I am reading chapter 3 of Donaldson's
Riemann Surfaces. In the end of this chapter he tries to show that any discrete subgroup $\Gamma$ of Aut(D) can make D/$\Gamma$ into a Riemann surface. I understand that every point in D/$\Gamma$ has a neighborhood homeomorphic to a ball, but what is the overlap map between two charts? I can't see why it is holomorphic.
Why is this a Riemann surface
riemann-surfaces
Best Answer
Roughly speaking, each chart $U \subset D/\Gamma$ is parameterized by an open subset $V$ of $D$ itself.
For two charts $U_1,U_2 \subset D/\Gamma$ parameterized by open subsets $V_1,V_2$ of $D$, the overlap map is the restriction of an element of $\Gamma$.
Since $\Gamma$ is a subgroup of $\text{Aut}(D)$, each element of $\Gamma$ is a holomorphic map, and so its restriction to any open subset is holomorphic.

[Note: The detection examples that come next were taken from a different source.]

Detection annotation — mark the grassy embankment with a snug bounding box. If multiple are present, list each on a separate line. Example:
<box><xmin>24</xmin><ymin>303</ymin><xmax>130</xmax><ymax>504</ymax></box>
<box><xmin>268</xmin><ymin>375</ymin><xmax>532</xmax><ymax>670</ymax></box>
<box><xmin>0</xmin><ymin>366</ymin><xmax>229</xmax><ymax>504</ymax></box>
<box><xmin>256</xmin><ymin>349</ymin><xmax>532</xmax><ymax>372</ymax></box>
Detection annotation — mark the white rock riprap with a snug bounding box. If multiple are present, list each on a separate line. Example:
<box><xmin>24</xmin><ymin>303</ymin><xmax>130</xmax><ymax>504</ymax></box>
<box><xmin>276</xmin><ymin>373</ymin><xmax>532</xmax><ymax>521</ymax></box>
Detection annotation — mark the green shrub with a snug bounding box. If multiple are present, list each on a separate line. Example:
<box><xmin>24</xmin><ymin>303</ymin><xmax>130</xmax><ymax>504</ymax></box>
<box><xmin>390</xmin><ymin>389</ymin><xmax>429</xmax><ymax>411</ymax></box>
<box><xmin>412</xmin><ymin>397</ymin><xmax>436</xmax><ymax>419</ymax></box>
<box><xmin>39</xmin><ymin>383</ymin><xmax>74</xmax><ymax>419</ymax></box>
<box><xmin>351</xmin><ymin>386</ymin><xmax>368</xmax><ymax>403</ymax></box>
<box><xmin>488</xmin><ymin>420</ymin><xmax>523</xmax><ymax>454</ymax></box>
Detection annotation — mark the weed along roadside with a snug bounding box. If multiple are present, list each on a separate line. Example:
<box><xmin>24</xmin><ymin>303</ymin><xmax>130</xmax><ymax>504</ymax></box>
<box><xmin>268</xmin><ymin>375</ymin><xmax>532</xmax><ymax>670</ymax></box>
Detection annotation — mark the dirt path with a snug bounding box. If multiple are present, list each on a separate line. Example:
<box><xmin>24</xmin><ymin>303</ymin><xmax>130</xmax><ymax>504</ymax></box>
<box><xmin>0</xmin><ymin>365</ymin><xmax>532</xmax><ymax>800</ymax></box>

Caveat: I wrote "roughly speaking", because this answer is so far valid only in the special case that $\Gamma$ is acting freely on $D$. The general case can also be described, but it's complicated by the fact that for a point $z \in D$ which is stabilized by a nontrivial cyclic subgroup of $\Gamma$, the chart around the point of $D/\Gamma$ corresponding to $z$ is not actually parameterized by an open subset of $D$ itself. If you want to know about that case I could describe it too, but I suspect that your question might be mostly about the case of a free action.
Edit: Here's a few more rough details about the case of an action which is not free.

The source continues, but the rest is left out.